Office and retail vacancies in the city’s central core continued to climb in the fourth quarter of 2020, according to a quarterly report released Thursday by the Urban Development Institute of Quebec and the Montréal Centre-Ville merchants association. The report, whose first edition was published in October, aims to paint a socio-economic picture of the downtown area.
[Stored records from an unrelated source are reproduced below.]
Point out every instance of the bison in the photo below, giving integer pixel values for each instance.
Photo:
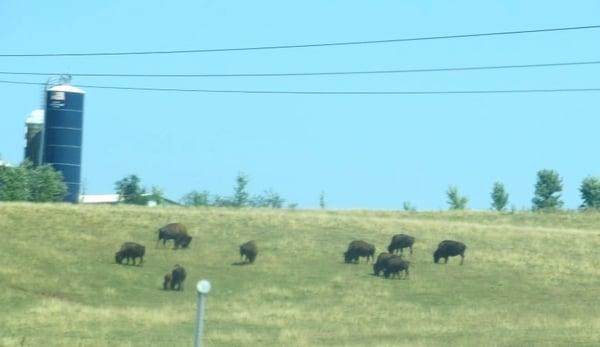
(394, 266)
(130, 250)
(177, 277)
(381, 262)
(449, 248)
(399, 242)
(176, 232)
(249, 250)
(167, 280)
(357, 249)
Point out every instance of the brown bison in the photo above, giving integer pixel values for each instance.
(176, 279)
(394, 266)
(167, 280)
(357, 249)
(176, 232)
(399, 242)
(130, 250)
(449, 248)
(249, 250)
(381, 262)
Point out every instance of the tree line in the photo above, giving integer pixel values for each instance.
(131, 192)
(547, 194)
(27, 182)
(43, 183)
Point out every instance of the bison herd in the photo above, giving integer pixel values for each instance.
(173, 280)
(390, 263)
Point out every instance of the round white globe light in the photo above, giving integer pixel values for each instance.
(203, 287)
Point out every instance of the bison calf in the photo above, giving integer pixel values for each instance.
(176, 232)
(357, 249)
(394, 266)
(399, 242)
(130, 250)
(249, 250)
(381, 262)
(177, 277)
(167, 281)
(449, 248)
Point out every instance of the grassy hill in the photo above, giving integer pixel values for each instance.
(528, 279)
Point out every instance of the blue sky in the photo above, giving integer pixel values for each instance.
(363, 151)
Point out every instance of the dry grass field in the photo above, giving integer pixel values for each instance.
(528, 279)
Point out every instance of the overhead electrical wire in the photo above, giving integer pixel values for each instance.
(312, 92)
(307, 45)
(291, 74)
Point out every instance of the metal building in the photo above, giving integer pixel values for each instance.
(34, 128)
(62, 137)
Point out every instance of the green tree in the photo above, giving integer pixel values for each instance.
(14, 182)
(130, 190)
(157, 195)
(499, 197)
(195, 198)
(547, 191)
(322, 203)
(407, 206)
(455, 201)
(590, 192)
(29, 183)
(240, 192)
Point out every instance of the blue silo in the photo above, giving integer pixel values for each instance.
(63, 135)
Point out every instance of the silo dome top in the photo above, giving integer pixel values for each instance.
(66, 88)
(36, 117)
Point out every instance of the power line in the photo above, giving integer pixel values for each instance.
(308, 45)
(312, 92)
(334, 73)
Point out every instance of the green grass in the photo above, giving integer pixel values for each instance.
(528, 279)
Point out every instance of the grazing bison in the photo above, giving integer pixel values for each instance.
(176, 232)
(249, 250)
(399, 242)
(448, 248)
(357, 249)
(394, 266)
(381, 262)
(167, 280)
(130, 250)
(177, 277)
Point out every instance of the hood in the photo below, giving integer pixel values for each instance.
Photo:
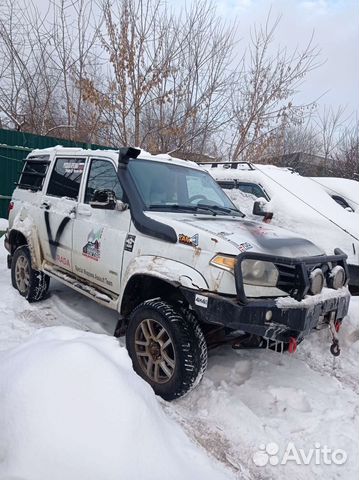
(235, 235)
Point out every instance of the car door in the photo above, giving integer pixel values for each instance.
(57, 210)
(99, 234)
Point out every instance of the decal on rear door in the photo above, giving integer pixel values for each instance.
(130, 242)
(92, 249)
(187, 240)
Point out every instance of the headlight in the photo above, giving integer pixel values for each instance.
(316, 281)
(226, 262)
(258, 272)
(337, 277)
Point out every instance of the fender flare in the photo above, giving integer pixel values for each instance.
(25, 225)
(170, 271)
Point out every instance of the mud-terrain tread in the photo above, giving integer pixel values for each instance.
(39, 281)
(188, 340)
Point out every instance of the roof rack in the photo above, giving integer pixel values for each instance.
(233, 165)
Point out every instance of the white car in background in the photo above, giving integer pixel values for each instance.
(297, 203)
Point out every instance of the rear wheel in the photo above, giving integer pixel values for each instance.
(30, 283)
(167, 349)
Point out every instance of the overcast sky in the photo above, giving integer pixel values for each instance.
(336, 32)
(335, 24)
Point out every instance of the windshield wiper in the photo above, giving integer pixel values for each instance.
(218, 208)
(164, 206)
(214, 209)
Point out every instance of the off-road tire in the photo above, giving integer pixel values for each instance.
(30, 283)
(187, 340)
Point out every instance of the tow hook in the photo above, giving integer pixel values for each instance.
(292, 345)
(334, 328)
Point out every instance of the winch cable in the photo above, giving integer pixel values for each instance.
(303, 201)
(332, 190)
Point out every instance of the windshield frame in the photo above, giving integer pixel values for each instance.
(202, 207)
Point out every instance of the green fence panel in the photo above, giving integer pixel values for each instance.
(14, 147)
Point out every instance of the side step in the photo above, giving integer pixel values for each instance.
(108, 299)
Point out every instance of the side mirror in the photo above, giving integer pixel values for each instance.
(260, 207)
(104, 199)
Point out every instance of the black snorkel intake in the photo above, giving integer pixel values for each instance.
(144, 224)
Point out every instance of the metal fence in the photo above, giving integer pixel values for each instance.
(14, 147)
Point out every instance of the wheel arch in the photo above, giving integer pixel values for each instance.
(149, 277)
(141, 287)
(18, 237)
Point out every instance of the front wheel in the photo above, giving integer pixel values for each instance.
(167, 349)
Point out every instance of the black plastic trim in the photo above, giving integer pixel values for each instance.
(142, 222)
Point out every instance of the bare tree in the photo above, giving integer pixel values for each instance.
(168, 79)
(263, 95)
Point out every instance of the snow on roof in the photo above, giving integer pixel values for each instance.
(345, 187)
(300, 205)
(162, 157)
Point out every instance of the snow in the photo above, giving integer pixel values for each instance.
(344, 187)
(300, 205)
(3, 224)
(71, 407)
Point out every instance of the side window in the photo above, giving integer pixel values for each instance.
(66, 177)
(34, 172)
(253, 189)
(102, 176)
The survey also found office space available for sublet had increased during the fourth quarter, which may foreshadow even more vacancies when leases expire. On the residential front, condo sales fell as new listings soared — a sign that the downtown area may be losing some of its appeal to homeowners.

“It’s impossible not to be preoccupied by the rapid increase in office vacancies,” Jean-Marc Fournier, the former Quebec politician who now heads the UDI, said Thursday in an interview.

Still, with COVID-19 vaccinations set to accelerate in the coming months, “the economic picture is bound to improve,” he said. “People will start returning downtown. It’s much too early to say the office market is going to disappear.”

Public health measures implemented since the start of the pandemic almost a year ago — such as caps on office capacity — have deprived downtown Montreal of more than 500,000 workers and students. A mere 4,163 university and CEGEP students attended in-person classes in the second quarter, the most recent period for which figures are available. Border closures and travel restrictions have also brought tourism to a standstill, hurting hotels and thousands of local businesses.

Seventy per cent of downtown workers carried out their professional activities at home more than three days a week during the fourth quarter, the report said, citing an online survey of 1,000 Montreal-area residents conducted last month.